Il y a 100 ans naissait František Vláčil, le « poète du grand écran »
Ses films Markéta Lazarová et La Vallée des abeilles sont considérés comme des œuvres majeures du cinéma tchèque. En 1998, le Festival international du film de Karlovy Vary lui a décerné le prix principal pour sa contribution artistique exceptionnelle au cinéma mondial.
C’est par des chemins détournés que celui qui allait devenir un cinéaste de renom en vient au cinéma. En effet, le jeune František Vláčil fait tout d’abord des études à l’Ecole des arts appliqués de Prague avant de se tourner vers l’histoire et la philosophie de l’art à l’Université Masaryk de Brno. C’est à l’armée qu’il devient cinéaste : au cours des sept années qu’il y passe, il devient non seulement commandant, mais également réalisateur de films « d’éducation populaire », à savoir de propagande. A la fin des années 1950, il se fait remarquer par les studios Barrandov.

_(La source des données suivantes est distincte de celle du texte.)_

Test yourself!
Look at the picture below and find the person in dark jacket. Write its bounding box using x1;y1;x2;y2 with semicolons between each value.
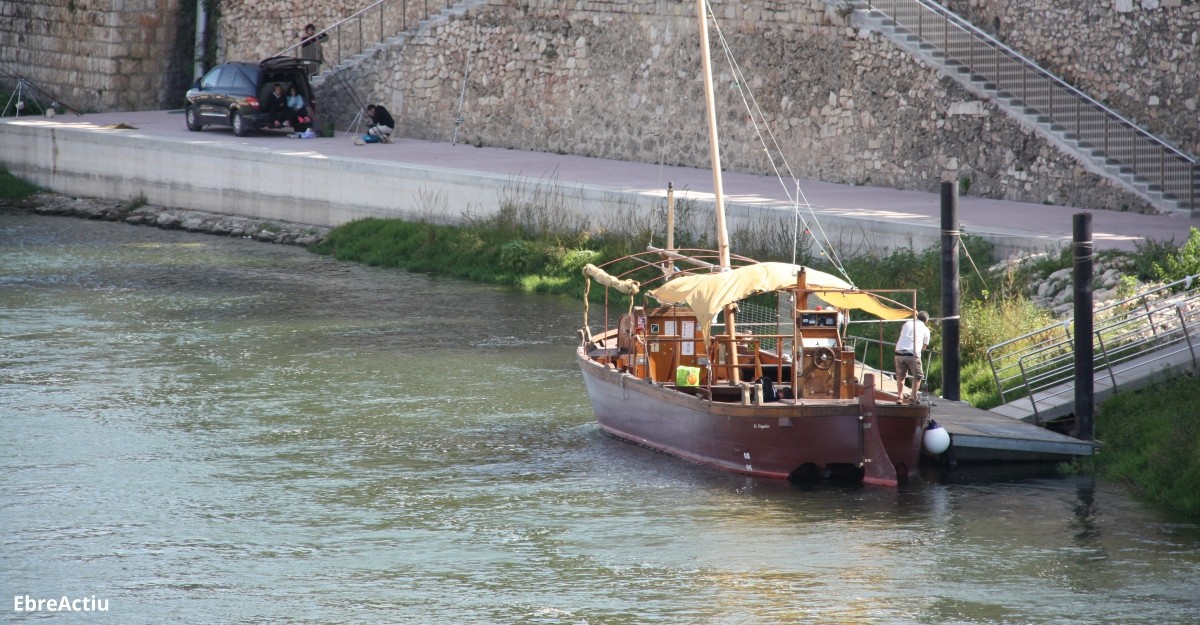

En 1960, il tourne son premier film, Holubice (La Colombe blanche), qui le place immédiatement parmi les réalisateurs de la nouvelle vague tchécoslovaque les plus marquants des des années 1960. Son film est d’ailleurs primé à Venise, entre autres. Il est suivi par la balade historique Ďáblova past (Le Piège du diable, 1961), qui porte sur le dogmatisme et l’obscurantisme au XVIIIe siècle.
Le film le plus remarquable du XXe siècle
Néanmoins, c’est Markéta Lazarová, un film sous forme de fresque historique complexe pleine de métaphores visuelles, qui fait véritablement parler de lui. Avec la jeune actrice slovaque débutante Magda Vášáryová dans le rôle de la protagoniste principale, Markéta, c’est un film psychologique saisissant. Il faudra quatre années pour parvenir de la première version du scénario à la première projection publique du film, en 1967.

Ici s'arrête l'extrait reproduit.